Customized Philippine Health Care


Customized Philippine Health Care

This is in reaction to the government’s plan to “corporatize” public hospitals and the fierce reaction it got from critics, who vehemently refused to allow dilution of the health care peso that government can currently afford.

Understandably, our health reform can only be accomplished starting from barangay-level care and not by putting up stand-alone expensive monumental projects like the P700 million diagnostic center at the National Kidney and Transplant Institute that can raise suspicions of unholy collusion with favored suppliers. 

First of all, let us look at what we already have. 
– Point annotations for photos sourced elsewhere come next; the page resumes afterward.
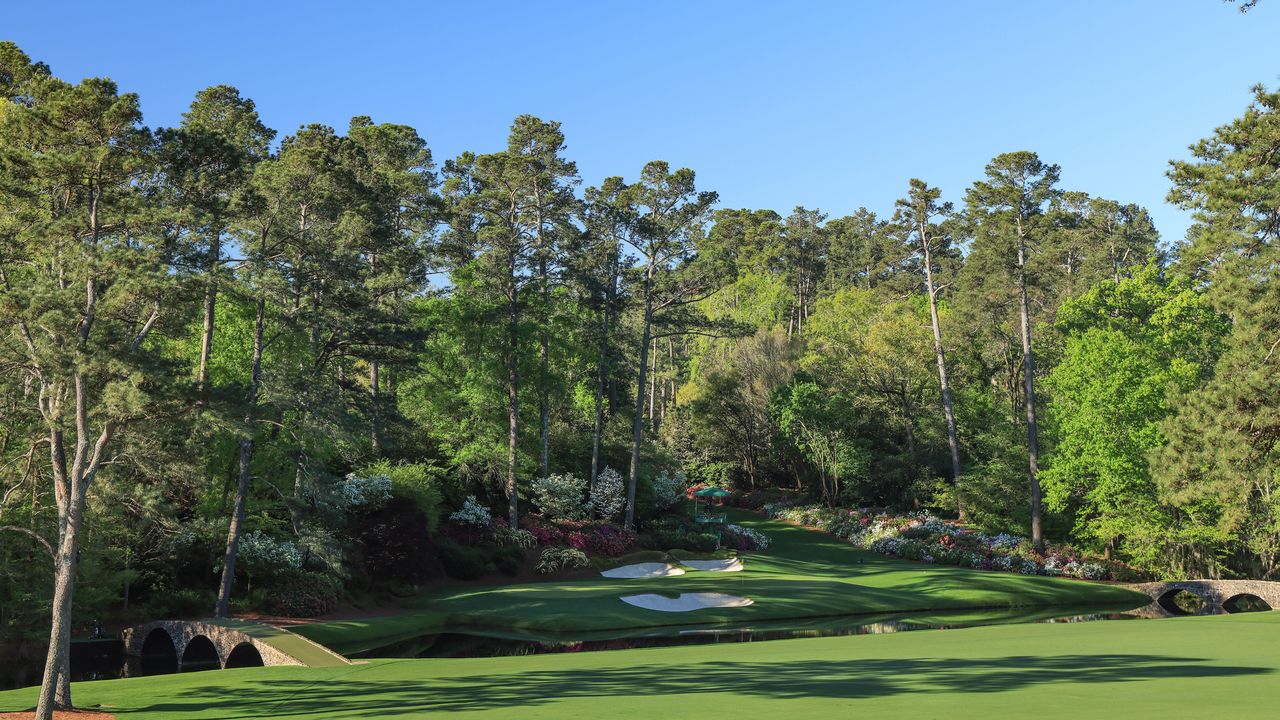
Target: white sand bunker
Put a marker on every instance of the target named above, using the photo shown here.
(731, 565)
(644, 570)
(686, 601)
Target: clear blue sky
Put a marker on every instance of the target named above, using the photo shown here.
(773, 104)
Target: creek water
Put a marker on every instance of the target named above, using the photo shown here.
(105, 659)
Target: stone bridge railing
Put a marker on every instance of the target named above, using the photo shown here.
(191, 641)
(1215, 593)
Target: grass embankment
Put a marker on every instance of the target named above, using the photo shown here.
(804, 574)
(300, 648)
(1182, 668)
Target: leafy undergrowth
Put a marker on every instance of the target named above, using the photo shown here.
(926, 538)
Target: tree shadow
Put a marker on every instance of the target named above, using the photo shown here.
(842, 679)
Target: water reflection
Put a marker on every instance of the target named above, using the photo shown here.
(479, 642)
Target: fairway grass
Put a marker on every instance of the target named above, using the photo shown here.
(1220, 666)
(804, 574)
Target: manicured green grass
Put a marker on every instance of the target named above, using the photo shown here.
(1221, 666)
(804, 574)
(300, 648)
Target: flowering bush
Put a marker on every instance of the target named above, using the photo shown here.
(609, 495)
(300, 593)
(561, 559)
(513, 537)
(260, 552)
(472, 514)
(746, 538)
(926, 538)
(668, 488)
(356, 492)
(561, 496)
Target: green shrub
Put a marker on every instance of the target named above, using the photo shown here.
(702, 542)
(298, 593)
(508, 560)
(182, 602)
(554, 559)
(464, 563)
(394, 546)
(419, 482)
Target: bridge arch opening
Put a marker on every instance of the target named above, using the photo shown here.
(245, 655)
(159, 654)
(1246, 602)
(1180, 601)
(200, 655)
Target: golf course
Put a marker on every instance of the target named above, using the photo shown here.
(658, 361)
(1109, 668)
(804, 574)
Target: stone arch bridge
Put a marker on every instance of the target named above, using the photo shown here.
(224, 643)
(1217, 596)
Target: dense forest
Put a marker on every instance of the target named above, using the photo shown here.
(216, 346)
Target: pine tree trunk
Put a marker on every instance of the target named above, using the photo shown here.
(375, 440)
(246, 454)
(55, 689)
(653, 382)
(638, 424)
(600, 378)
(206, 337)
(512, 393)
(1029, 392)
(947, 409)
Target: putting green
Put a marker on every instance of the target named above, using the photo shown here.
(1182, 668)
(804, 574)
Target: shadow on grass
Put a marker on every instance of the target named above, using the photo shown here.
(846, 679)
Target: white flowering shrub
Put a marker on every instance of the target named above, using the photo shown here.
(668, 488)
(927, 538)
(609, 495)
(356, 492)
(259, 552)
(554, 559)
(472, 513)
(562, 497)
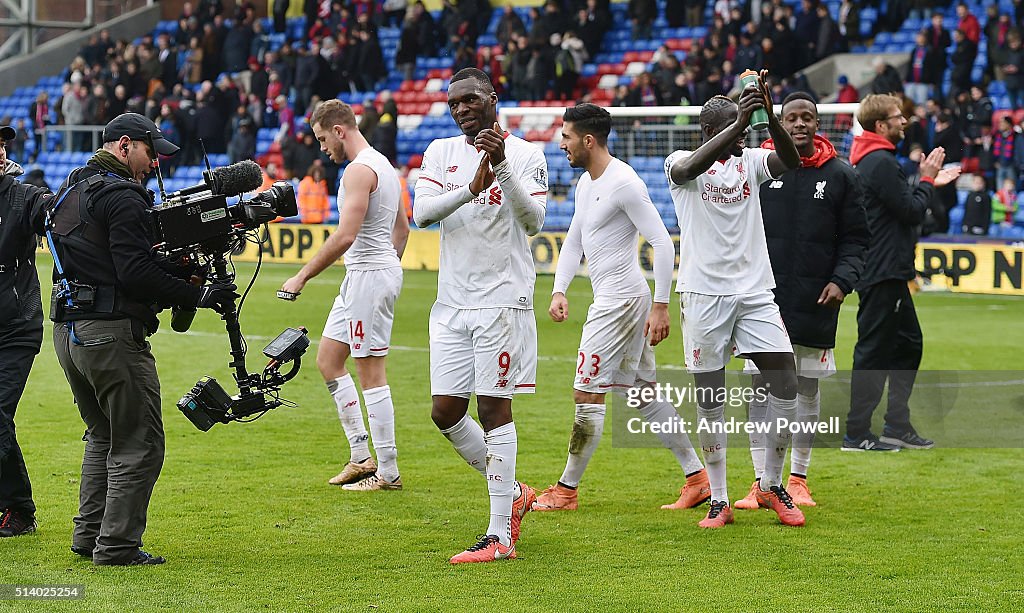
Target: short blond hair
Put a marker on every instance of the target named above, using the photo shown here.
(875, 107)
(333, 113)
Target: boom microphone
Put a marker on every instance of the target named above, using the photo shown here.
(235, 179)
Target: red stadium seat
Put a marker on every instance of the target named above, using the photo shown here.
(679, 44)
(997, 117)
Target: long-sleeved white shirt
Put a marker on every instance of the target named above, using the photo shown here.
(610, 213)
(485, 259)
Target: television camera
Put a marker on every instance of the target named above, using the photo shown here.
(198, 225)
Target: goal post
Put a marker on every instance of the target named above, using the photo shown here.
(643, 136)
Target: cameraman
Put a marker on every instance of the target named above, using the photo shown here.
(20, 333)
(115, 287)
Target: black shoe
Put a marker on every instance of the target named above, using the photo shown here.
(14, 523)
(868, 442)
(140, 559)
(908, 439)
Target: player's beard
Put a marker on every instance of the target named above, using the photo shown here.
(579, 160)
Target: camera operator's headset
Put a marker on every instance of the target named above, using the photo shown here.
(66, 288)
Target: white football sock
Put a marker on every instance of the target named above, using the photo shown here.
(350, 413)
(777, 440)
(672, 434)
(588, 426)
(502, 447)
(714, 446)
(380, 413)
(808, 410)
(467, 438)
(757, 413)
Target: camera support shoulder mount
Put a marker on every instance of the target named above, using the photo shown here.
(207, 403)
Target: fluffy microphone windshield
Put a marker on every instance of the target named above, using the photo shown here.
(237, 178)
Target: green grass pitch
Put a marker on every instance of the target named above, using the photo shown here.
(248, 523)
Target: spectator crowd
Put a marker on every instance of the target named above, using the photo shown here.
(217, 78)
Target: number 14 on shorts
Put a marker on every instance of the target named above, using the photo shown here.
(355, 332)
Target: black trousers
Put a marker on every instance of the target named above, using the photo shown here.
(114, 378)
(889, 348)
(15, 490)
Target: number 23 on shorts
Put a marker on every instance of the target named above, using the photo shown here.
(595, 365)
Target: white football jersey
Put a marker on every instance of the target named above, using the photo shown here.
(485, 259)
(373, 248)
(722, 247)
(609, 211)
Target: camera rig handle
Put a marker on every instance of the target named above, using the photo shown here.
(230, 317)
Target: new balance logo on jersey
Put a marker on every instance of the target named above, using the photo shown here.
(819, 190)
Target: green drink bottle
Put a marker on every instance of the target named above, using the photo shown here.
(759, 121)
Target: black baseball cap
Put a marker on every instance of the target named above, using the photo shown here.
(135, 126)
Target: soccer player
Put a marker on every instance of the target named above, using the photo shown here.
(817, 233)
(725, 283)
(372, 234)
(488, 189)
(623, 324)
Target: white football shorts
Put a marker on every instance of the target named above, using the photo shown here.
(613, 353)
(489, 351)
(715, 327)
(364, 311)
(811, 362)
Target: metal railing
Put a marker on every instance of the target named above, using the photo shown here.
(76, 138)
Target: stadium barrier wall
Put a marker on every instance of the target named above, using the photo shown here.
(983, 267)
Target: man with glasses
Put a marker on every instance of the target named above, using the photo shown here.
(889, 339)
(109, 288)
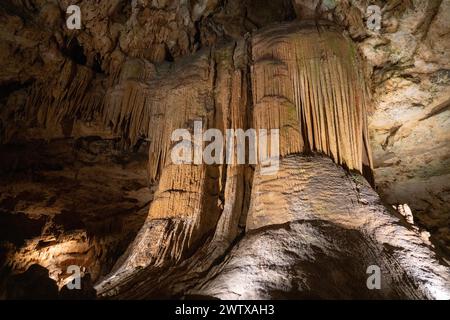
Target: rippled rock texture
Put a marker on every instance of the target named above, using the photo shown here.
(86, 118)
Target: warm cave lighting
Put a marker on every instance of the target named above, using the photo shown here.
(247, 151)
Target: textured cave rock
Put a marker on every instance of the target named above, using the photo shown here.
(86, 118)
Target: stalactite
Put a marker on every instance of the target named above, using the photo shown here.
(73, 95)
(307, 81)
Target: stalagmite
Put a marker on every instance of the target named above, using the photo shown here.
(307, 81)
(227, 230)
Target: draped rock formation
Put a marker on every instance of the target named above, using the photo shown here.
(86, 141)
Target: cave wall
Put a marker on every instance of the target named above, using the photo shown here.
(62, 87)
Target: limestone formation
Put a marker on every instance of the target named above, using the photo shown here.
(86, 123)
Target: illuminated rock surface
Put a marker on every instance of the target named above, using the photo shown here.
(85, 124)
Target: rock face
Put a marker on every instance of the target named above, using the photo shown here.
(86, 121)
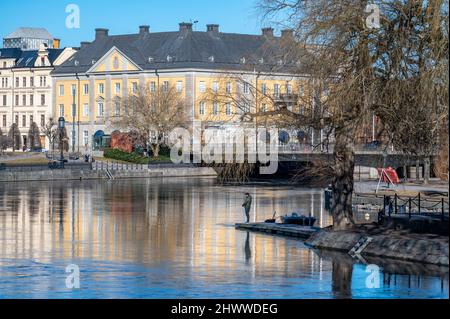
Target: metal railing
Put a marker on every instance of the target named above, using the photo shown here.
(414, 206)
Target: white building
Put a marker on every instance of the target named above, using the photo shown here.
(26, 87)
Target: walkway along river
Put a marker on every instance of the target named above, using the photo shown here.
(175, 238)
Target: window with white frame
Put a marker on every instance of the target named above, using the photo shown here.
(246, 88)
(86, 110)
(179, 86)
(215, 108)
(263, 108)
(264, 88)
(301, 90)
(276, 90)
(100, 109)
(202, 87)
(166, 86)
(202, 108)
(228, 108)
(288, 89)
(215, 87)
(86, 137)
(116, 107)
(228, 87)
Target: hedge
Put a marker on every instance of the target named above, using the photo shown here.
(126, 157)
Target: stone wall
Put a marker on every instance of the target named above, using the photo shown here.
(423, 248)
(68, 174)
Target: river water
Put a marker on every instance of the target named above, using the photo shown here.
(175, 238)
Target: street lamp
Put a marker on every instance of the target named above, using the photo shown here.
(61, 125)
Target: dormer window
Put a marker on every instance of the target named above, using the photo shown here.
(116, 63)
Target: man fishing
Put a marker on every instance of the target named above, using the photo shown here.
(247, 205)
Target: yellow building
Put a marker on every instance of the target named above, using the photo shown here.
(86, 88)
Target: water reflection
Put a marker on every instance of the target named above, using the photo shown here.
(169, 239)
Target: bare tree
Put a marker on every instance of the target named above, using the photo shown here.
(14, 137)
(412, 74)
(34, 137)
(153, 114)
(368, 70)
(4, 142)
(49, 129)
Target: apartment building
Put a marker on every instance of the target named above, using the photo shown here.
(195, 62)
(26, 87)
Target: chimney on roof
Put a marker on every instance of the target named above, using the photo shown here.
(101, 33)
(144, 29)
(287, 33)
(212, 28)
(56, 43)
(185, 27)
(268, 32)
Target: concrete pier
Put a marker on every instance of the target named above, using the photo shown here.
(280, 229)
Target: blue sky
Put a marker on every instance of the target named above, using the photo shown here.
(124, 16)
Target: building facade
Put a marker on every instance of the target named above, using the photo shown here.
(30, 39)
(85, 87)
(26, 87)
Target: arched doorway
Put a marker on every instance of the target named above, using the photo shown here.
(100, 141)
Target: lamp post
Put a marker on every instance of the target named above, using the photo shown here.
(61, 125)
(74, 113)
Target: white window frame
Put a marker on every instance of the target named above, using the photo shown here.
(202, 108)
(179, 86)
(100, 109)
(202, 86)
(86, 110)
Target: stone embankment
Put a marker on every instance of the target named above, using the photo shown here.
(423, 248)
(87, 174)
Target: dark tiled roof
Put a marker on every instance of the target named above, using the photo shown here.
(203, 50)
(27, 58)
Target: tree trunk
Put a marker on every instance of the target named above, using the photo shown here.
(341, 281)
(155, 150)
(342, 186)
(417, 170)
(426, 170)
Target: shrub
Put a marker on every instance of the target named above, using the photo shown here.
(126, 157)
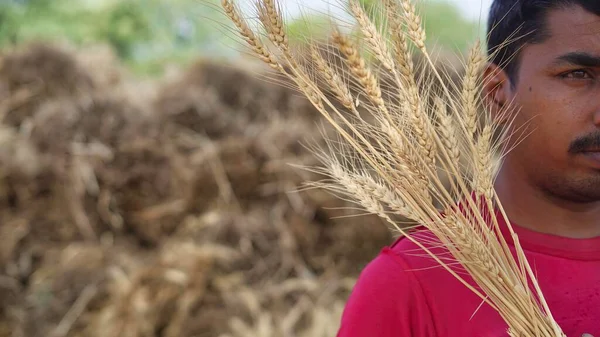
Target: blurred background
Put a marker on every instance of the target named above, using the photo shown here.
(148, 179)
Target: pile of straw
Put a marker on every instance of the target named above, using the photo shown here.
(167, 208)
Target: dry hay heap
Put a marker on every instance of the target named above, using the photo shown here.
(171, 215)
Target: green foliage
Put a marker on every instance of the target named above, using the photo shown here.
(146, 34)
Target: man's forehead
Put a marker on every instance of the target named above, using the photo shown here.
(573, 25)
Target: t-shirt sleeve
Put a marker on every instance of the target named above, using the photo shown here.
(386, 301)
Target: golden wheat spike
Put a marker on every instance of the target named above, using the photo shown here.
(392, 164)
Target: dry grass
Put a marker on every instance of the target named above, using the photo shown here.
(165, 209)
(392, 166)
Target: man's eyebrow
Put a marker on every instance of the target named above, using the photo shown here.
(579, 59)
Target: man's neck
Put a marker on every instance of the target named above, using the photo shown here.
(531, 208)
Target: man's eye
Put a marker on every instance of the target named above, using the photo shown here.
(578, 75)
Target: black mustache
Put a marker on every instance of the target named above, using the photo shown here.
(585, 143)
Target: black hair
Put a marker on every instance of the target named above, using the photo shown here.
(514, 23)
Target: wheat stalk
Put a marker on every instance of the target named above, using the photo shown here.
(391, 166)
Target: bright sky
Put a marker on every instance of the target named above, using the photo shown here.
(470, 8)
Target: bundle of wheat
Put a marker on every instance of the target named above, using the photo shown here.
(391, 164)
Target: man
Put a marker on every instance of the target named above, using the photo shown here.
(549, 79)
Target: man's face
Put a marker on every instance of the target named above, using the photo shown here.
(557, 95)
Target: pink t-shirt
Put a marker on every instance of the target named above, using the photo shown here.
(403, 292)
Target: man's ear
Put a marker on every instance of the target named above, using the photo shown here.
(496, 91)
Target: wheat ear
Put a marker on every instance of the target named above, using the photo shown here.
(392, 165)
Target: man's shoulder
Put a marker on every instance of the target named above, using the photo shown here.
(415, 250)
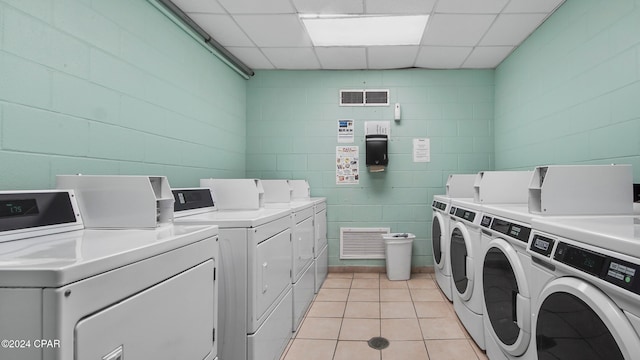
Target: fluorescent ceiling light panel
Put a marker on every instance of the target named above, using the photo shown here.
(356, 30)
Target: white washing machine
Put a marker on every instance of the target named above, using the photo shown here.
(505, 280)
(586, 302)
(279, 194)
(465, 250)
(73, 293)
(302, 191)
(458, 186)
(255, 268)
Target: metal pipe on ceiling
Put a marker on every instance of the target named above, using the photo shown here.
(179, 17)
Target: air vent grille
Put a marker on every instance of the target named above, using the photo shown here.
(376, 97)
(362, 243)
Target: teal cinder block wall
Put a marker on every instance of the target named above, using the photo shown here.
(292, 133)
(571, 92)
(112, 87)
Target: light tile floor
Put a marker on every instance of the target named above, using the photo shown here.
(413, 315)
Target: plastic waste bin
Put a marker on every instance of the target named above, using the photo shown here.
(398, 255)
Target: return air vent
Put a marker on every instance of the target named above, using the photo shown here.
(362, 243)
(364, 97)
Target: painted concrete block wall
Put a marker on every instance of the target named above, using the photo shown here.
(112, 87)
(571, 92)
(292, 133)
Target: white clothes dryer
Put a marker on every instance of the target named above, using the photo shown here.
(73, 293)
(255, 294)
(586, 302)
(465, 248)
(505, 280)
(458, 186)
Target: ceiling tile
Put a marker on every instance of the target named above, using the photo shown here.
(274, 30)
(512, 29)
(222, 28)
(391, 57)
(257, 6)
(292, 58)
(413, 7)
(199, 6)
(528, 6)
(329, 6)
(442, 57)
(342, 57)
(251, 56)
(487, 57)
(456, 30)
(471, 6)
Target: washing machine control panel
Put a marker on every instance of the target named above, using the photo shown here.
(610, 269)
(542, 245)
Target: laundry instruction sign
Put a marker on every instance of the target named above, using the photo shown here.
(347, 171)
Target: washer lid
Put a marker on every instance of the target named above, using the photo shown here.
(57, 260)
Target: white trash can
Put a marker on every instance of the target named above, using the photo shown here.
(398, 255)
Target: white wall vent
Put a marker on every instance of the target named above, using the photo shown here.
(362, 243)
(376, 97)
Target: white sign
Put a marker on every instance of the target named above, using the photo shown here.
(347, 171)
(345, 131)
(421, 150)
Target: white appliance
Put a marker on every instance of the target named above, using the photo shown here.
(301, 190)
(73, 293)
(586, 302)
(278, 194)
(458, 186)
(507, 264)
(466, 247)
(255, 269)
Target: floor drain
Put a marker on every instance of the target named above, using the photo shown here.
(378, 343)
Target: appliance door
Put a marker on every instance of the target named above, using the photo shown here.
(506, 297)
(576, 320)
(438, 241)
(461, 261)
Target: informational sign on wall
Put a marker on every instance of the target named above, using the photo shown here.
(347, 171)
(345, 131)
(421, 150)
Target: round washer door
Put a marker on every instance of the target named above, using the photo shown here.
(437, 240)
(506, 297)
(575, 320)
(461, 257)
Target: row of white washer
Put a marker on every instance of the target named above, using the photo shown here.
(534, 287)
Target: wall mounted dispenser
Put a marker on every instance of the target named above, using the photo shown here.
(376, 148)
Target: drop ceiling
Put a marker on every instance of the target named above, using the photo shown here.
(460, 34)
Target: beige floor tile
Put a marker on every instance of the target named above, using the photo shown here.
(340, 276)
(355, 350)
(362, 310)
(319, 328)
(327, 309)
(332, 295)
(481, 354)
(337, 283)
(397, 310)
(364, 295)
(426, 309)
(422, 284)
(359, 329)
(365, 283)
(441, 328)
(400, 329)
(450, 350)
(426, 295)
(395, 295)
(405, 350)
(392, 284)
(366, 275)
(304, 349)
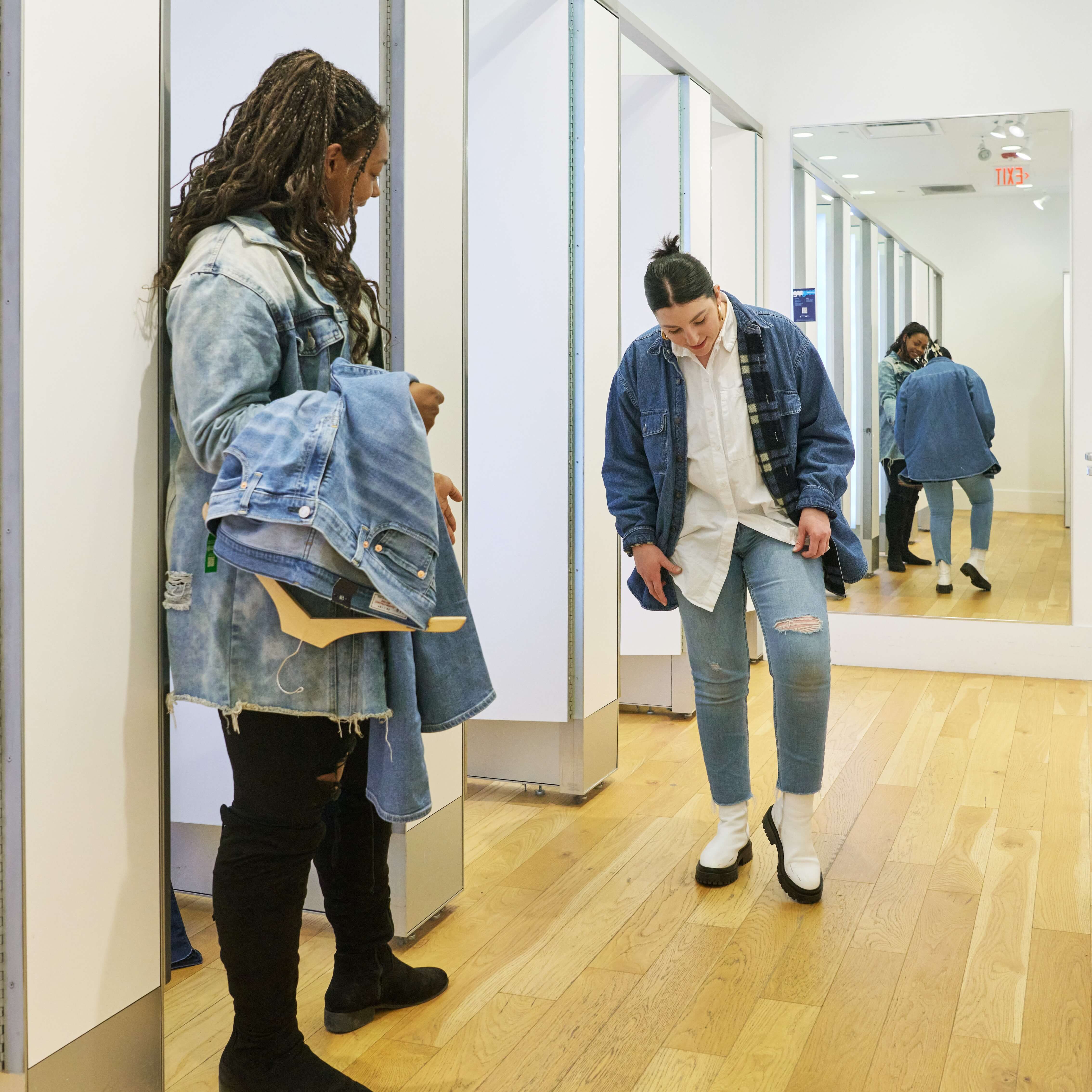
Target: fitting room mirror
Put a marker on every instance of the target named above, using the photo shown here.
(960, 492)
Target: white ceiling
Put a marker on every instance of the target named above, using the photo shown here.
(897, 166)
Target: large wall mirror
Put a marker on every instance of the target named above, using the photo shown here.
(961, 228)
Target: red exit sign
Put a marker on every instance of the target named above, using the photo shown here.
(1012, 176)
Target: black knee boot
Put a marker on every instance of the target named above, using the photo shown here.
(352, 867)
(259, 886)
(894, 519)
(908, 528)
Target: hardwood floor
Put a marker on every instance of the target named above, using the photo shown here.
(1028, 566)
(950, 954)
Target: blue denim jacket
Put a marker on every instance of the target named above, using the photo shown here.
(945, 424)
(645, 469)
(248, 325)
(894, 372)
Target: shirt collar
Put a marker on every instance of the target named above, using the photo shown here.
(727, 339)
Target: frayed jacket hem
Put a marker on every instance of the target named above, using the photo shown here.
(391, 817)
(462, 718)
(232, 712)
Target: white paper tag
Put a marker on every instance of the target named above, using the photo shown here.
(380, 602)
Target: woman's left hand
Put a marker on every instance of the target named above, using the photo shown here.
(446, 488)
(814, 531)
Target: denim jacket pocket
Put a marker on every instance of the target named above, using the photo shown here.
(406, 553)
(316, 333)
(789, 402)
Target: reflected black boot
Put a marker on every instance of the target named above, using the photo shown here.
(352, 867)
(894, 518)
(259, 885)
(908, 529)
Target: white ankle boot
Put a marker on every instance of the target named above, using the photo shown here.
(730, 848)
(975, 568)
(944, 578)
(789, 827)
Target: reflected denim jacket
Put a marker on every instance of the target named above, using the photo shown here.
(645, 469)
(945, 424)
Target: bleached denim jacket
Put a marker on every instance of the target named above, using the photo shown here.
(248, 325)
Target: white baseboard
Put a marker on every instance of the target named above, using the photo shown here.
(962, 645)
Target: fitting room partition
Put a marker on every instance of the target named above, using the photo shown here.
(543, 328)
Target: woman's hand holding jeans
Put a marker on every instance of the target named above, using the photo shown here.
(649, 561)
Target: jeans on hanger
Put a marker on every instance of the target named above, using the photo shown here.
(980, 492)
(789, 596)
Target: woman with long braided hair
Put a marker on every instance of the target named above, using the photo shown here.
(262, 298)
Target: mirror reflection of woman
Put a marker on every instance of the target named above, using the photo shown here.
(905, 358)
(727, 459)
(264, 296)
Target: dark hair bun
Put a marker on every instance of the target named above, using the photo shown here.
(669, 246)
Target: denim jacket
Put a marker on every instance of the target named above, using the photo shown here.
(645, 469)
(945, 424)
(894, 372)
(248, 325)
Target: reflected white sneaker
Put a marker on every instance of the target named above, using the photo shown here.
(944, 578)
(789, 827)
(719, 864)
(975, 568)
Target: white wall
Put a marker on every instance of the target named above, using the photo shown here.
(787, 77)
(92, 586)
(1003, 262)
(736, 230)
(518, 390)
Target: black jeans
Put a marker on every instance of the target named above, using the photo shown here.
(282, 817)
(899, 516)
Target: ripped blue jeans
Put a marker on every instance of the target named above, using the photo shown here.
(788, 593)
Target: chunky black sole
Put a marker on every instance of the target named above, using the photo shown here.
(977, 578)
(794, 893)
(722, 877)
(342, 1024)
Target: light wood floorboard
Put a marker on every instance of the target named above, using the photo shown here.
(952, 950)
(1028, 566)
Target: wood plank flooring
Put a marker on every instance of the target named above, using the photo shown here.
(950, 954)
(1028, 565)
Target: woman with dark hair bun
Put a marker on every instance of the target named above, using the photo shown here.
(908, 353)
(727, 459)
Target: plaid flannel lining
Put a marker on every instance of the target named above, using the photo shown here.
(765, 416)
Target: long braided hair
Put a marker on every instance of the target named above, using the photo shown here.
(270, 159)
We now have private capital pouring in to upgrade our tertiary level medical centers. They are trying to outdo one another in refurbishing infrastructure and medical hardware. This is being done despite huge outlays required due to the high-tech nature of imported modern diagnostics that have a high obsolescence rate of at most 5 years and thus high replacement needs.  Statistically, considering the number and combined bed-capacity of these tertiary medical facilities, they cannot all possibly survive on the patronage of the limited local AB class market. Over 90% of Filipinos cannot afford their services.

I submit that we allow these privately funded super-specialty hospitals to fill the needs of their targeted market base.  Government should not as a rule enter this realm but should merely arrange referrals from its facilities to these high-end medical centers for indicated cases. Government’s limited health budget should be centered on the all-important country-wide barangay level preventive primary care. Our young entrepreneurs, who have been developing their skills in Western companies, can build a software program that runs on the cheapest cellphones that will offer even illiterate farmers a voice or text advisory program that can be used to efficiently network ground level health units, where all the units, all the centers, are linked through a switched hub to a central server, and all the images are populated to review stations.
Likewise, it is best to closely look at the application of traditional and alternative health care to complement services in the grassroots clinics.

With more than 1,000 species of plants that are believed to have medicinal properties, the Philippines has the potential to become one of the world’s leading producers and exporters of herbal medicines and cosmetics.

Realizing the need for private-public partnership to meet the gargantuan challenge on health care, the burden should be shared between the government and foreign-assisted private investors. Foreign investors led by the many Filipino doctors should be encouraged to come home. They should be made to see not only the potential for profit, but also from a patriotic desire to upgrade the status of secondary government hospitals. There are many balikbayan medical practitioners from the USA and UK who have taken interest in the development of health care diagnostics or hospitals in their hometowns. These investments should bring with them high-tech care, advanced medical technology and trained Pinoy medical manpower. This is partly to halt and reverse the brain-drain of medical personnel.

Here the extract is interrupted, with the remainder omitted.